At any given moment in time, though, you won’t see the long arc that bends upwards in front of you or behind you. You’ll see a little tiny sliver of that curve that you sit on in that moment, and that small slice will feel relatively flat. So to predict what kinds of things you’ll do in the future, you’ll project that path forwards in time to months and years ahead in a straight line, not an upwards curve. Often people make commitment decisions based on whether the opportunities are better than where they expect to be in the future. And if they make the mistake of extrapolating their path linearly into the future, they’re always going to be faced with too many good opportunities.
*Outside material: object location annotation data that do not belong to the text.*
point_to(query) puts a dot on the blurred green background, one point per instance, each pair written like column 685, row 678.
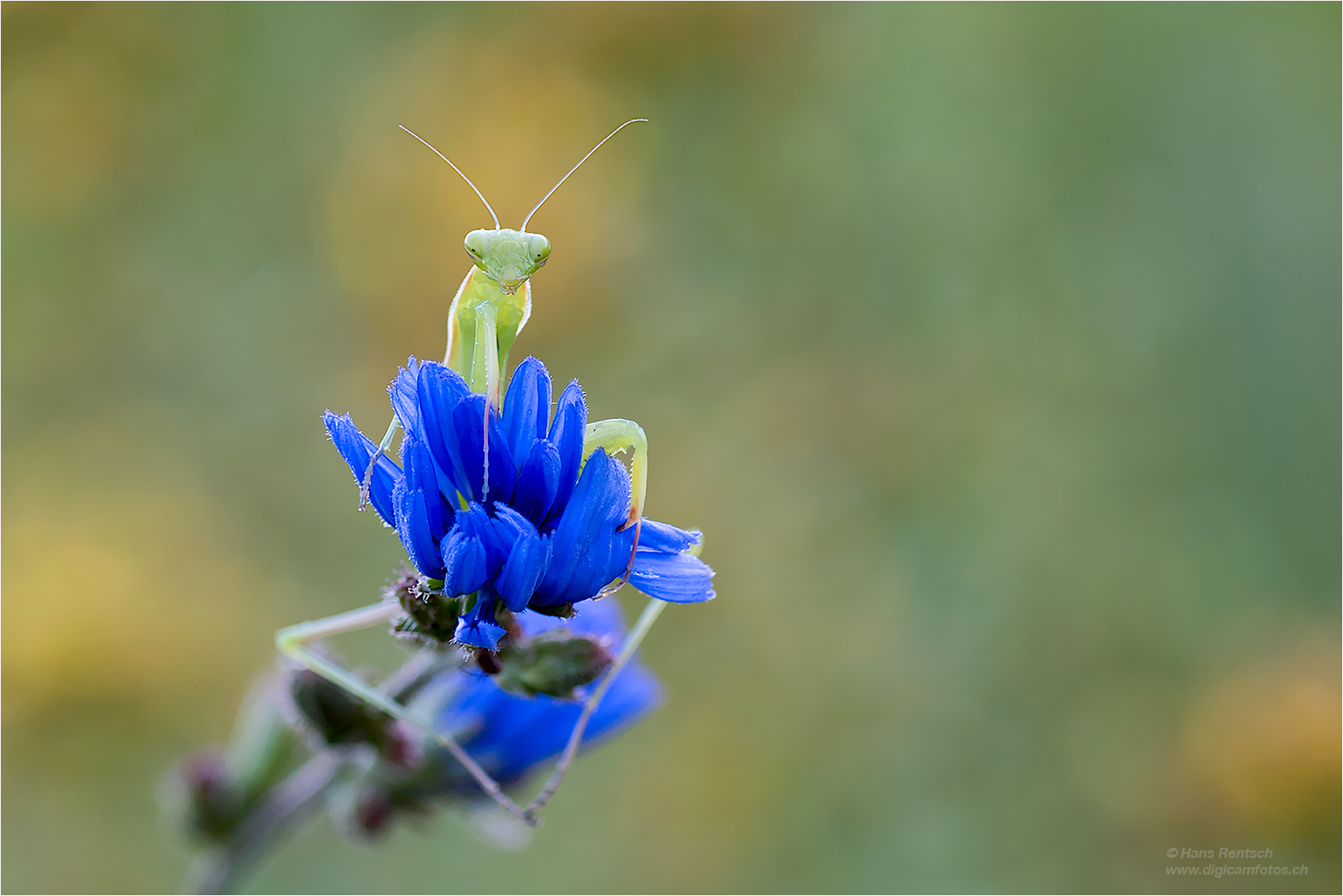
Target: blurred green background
column 994, row 348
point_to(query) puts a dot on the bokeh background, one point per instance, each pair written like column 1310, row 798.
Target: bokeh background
column 994, row 348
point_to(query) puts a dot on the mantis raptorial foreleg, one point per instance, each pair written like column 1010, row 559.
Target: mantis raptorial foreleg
column 615, row 436
column 293, row 642
column 491, row 308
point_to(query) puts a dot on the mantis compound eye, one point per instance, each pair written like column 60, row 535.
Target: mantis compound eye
column 477, row 243
column 539, row 247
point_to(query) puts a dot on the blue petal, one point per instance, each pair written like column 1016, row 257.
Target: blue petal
column 464, row 559
column 567, row 433
column 422, row 476
column 438, row 392
column 678, row 578
column 510, row 735
column 661, row 536
column 469, row 425
column 414, row 529
column 527, row 561
column 527, row 407
column 587, row 551
column 538, row 483
column 356, row 449
column 404, row 403
column 478, row 627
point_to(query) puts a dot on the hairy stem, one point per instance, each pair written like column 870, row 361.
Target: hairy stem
column 632, row 644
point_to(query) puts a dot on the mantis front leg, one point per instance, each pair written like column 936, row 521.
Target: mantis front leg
column 615, row 436
column 293, row 642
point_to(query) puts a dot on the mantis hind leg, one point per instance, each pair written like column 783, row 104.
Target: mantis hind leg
column 618, row 436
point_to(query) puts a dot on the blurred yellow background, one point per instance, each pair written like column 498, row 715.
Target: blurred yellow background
column 994, row 348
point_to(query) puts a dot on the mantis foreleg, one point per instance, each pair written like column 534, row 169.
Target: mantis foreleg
column 293, row 642
column 617, row 436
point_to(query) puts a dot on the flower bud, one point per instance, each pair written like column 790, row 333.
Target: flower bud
column 339, row 718
column 430, row 618
column 202, row 796
column 554, row 664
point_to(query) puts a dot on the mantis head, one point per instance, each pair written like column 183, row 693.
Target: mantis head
column 508, row 257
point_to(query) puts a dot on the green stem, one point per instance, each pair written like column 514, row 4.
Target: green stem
column 632, row 644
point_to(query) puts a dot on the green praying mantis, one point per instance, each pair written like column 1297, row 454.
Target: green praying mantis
column 488, row 312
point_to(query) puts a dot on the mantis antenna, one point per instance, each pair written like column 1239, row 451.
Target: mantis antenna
column 565, row 176
column 477, row 188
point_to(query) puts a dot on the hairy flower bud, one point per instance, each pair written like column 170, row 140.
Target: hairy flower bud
column 202, row 796
column 339, row 718
column 554, row 664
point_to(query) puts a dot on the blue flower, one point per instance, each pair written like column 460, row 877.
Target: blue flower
column 510, row 735
column 502, row 505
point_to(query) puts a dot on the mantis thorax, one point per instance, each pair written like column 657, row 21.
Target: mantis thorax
column 508, row 257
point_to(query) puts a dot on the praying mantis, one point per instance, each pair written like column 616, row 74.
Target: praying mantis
column 488, row 312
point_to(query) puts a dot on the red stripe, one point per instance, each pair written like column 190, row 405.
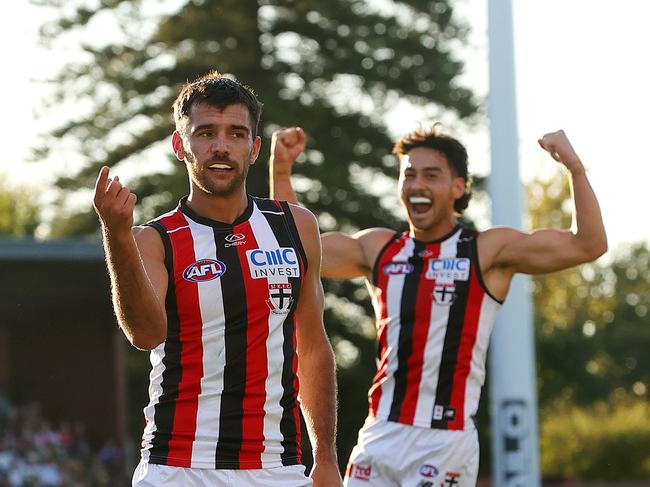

One common approach against this problem is to jump around frequently. Do something for a short while, but be ready to jump ship when the next great opportunity comes along. Being flexible like this is a good way to remain open to options and get a wide breadth of experience, but it critically locks you out of the kind of long-term, compounding growth in experience, in skill, and in network that only comes when you can focus on a project or problem for years at a time. This is the paradox of choice: picking a pretty-good option and sticking with it long enough for the benefits to compound over time is better than picking the best option, if it means jumping around all the time.

So what’s the solution?

A graph with two lines, one curving upwards exponentially and one going up linearly to the right. Most opportunities show up around the lower, linear line, but you want to take the ones closer to the exponential curve upwards.

If you simply find good opportunities by projecting your current path forwards in time, most of the opportunities in front of you are going to seem great. But chances are, you’re not going to end up where you project. Most good people tend to underestimate their potential because they intuitively project their path forwards linearly, and if you follow an exponential curve upwards, you’re going to end up somewhere far above most of the options you’re presented with at any given moment.

The solution, then, is not to settle for opportunities that seem great, but wait for the ones that seem like true outliers – the once-in-five-year opportunities that are far above your obvious, linear path forward, but are probably on your exponential curve upwards into the future.

The catch about these outlier opportunities is that they are much harder to get than the ones on your linear path, and they’re much rarer. Despite this, in my experience, it’s worth the effort to be both patient and selective enough to commit deeply to these few right opportunities. In time, these experiences will be the ones that you’ll be able to stick with for many years to grow and change for the long term.